ダルビッシュ「七色カット」の秘密

2012年09月12日 18時00分

【セントピーターズバーグ発】レンジャーズのダルビッシュはここ5試合、3勝1敗と好調だ。その要因のひとつに高精度のカットボールが挙げられる。球速は140キロから149キロで、数種類のカットボールを投げ分けているように見えるが、実際はそうではないという。

 ダルビッシュは「投げ分けようと思えば、それは出来るんですが、実は(カットボールは)1種類なんです」と明かす。なぜ、球速に違いが出ているのか。「腕を振る角度とか、身体の使い方によって(カットボールが)沈むように変化したり、(横に)動いたりするんですけど、意識はしていない」という。投げ分けない理由については「それは、投球フォームを安定させたいから」と説明した。

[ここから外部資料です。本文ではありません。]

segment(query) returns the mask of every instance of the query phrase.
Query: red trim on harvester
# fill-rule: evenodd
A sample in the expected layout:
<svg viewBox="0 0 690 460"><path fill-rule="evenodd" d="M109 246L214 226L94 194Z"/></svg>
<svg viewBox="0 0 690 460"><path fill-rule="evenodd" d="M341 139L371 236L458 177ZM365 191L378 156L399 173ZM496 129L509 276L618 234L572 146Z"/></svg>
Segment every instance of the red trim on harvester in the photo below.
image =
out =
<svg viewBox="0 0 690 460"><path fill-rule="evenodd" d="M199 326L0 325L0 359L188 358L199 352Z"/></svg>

 ワシントン監督もダルビッシュの登板後に「今日はカッター(カットボール)が素晴らしかった」と振り返ることが多く、女房役のソトも「最近はカッターの動きがいいので相手打者を翻弄できているのではないか」と感じている。

 キャンプ中から投球フォームの試行錯誤を繰り返してきたが、ようやく固まった。ダルビッシュは「もう大丈夫かな。全部の球を、自信を持って投げる事が出来ていると思う」と自信を口にする。次は14日(日本時間15日)のマリナーズ戦で日本で何度も投げ合った岩隈とのメジャー初対戦に挑む。